Синьорина Полли - это был для Брамбиллы излюбленный повод к насмешкам. Полли, так звали маленькую англичанку лет четырнадцати, с больным позвоночником; она лежала в отделении первого разряда, где у каждого была отдельная палата. Джироламо познакомился с нею благодаря ее матери, которая, желая чем-нибудь занять дочку, сочла его и по возрасту, и по происхождению самым подходящим товарищем для маленькой больной. Возможностей развлечься в санатории было так мало, что Джироламо в конце концов, несмотря на разницу в возрасте, стал находить вкус в этих посещениях и с нетерпением ждал назначенных для встречи дней. Выбраться не без труда из палаты, преодолеть, пусть и в кровати, всю длину темных коридоров, спуститься в нижний этаж на приятно-не-торопливом, нерешительном лифте, торжественно въехать в чужую палату, много просторнее его собственной, где все вещи: цветы в вазах, фотокарточки, книги, обои, даже свет - благодаря своей новизне и непривычности казались ему незаслуженно праздничными, - все это было для Джироламо, хотя он себе в том и не признавался, таким же острым наслаждением, как для заключенного первые шаги за пределы его камеры. Однако с того момента, как появился Брамбилла, все изменилось. Довольно было немногих насмешек, немногих фраз вроде такой: "Сегодня синьор Джироламо отправляется вниз, в детский сад", - чтобы положить конец этому невинному удовольствию. Джироламо стал стыдиться этой дружбы; игры с Полли, полудетская болтовня с ней уже не доставляли ему удовольствия, и если он не прекратил своих посещений, то лишь из уважения к матери девочки.

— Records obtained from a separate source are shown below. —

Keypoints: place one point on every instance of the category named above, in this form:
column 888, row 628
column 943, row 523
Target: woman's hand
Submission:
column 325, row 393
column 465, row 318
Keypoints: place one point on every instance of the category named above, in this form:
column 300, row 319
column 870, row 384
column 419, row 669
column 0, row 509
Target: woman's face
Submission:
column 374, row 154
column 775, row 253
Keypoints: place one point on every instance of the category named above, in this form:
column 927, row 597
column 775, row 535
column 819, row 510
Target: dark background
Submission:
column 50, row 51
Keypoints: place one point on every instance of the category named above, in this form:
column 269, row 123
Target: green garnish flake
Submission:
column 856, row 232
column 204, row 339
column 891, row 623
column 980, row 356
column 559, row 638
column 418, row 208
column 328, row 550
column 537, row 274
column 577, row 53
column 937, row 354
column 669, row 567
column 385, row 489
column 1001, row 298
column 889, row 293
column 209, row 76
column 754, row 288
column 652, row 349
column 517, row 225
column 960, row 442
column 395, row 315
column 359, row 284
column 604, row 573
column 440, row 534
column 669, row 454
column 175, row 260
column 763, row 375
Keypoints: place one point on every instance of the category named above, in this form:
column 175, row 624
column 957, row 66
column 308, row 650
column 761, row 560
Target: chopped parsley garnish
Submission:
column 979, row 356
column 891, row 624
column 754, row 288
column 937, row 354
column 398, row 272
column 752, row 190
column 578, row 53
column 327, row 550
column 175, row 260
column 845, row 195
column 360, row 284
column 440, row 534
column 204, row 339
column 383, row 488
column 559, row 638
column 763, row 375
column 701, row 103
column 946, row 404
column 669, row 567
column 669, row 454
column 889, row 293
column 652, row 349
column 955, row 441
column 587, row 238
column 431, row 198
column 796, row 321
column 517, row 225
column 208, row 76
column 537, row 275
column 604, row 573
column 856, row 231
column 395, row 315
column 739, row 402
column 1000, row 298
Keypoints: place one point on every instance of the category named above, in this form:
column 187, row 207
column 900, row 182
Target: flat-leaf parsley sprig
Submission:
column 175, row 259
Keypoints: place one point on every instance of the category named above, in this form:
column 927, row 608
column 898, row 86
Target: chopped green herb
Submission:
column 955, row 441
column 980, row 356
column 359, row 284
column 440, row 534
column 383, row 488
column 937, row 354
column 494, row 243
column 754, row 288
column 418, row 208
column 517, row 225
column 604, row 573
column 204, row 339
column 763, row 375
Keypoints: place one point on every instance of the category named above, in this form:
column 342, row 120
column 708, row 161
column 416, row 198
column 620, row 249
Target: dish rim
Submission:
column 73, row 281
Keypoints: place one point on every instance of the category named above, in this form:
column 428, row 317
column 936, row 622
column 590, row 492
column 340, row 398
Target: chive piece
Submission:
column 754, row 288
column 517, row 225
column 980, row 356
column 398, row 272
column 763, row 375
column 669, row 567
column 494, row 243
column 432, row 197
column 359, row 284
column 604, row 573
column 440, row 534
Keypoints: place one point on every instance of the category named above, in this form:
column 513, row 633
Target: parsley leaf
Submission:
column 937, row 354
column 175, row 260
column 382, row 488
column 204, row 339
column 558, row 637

Поэтому реплика австрияка не могла его не задеть; однако, испытывая новую систему самозащиты, он в ответ только томно покраснел и почти по-женски смутился; все это прибавляло к унижению, которому подверг его Йозеф, еще большее унижение, а потому служило противоядием и к тому же, казалось, позволяло догадаться, что уж это-то сердце он сумел завоевать.

Но Брамбилла, повернувшись на правый бок, все смотрел на него, скроив такую страшную рожу, какой свет не видывал; казалось, он не убежден словами Йозефа.

- Да нет, и ее не покорил, - произнес он наконец, - даже эту полусиньорину или как ее там… Подождите, приедет из Англии какой-нибудь англичанин, и вы увидите, как она сразу же распрощается с нашим Джироламо, как сразу же постарается от него отделаться… Я же вам говорю, он ни на что не годен.

Тут дверь отворилась и вошла сестра милосердия с ужином на подносе; Йозеф вспомнил, что ему нужно еще спуститься в рентгеновский кабинет, и ушел. В этот вечер разговора о маленькой англичанке больше не было.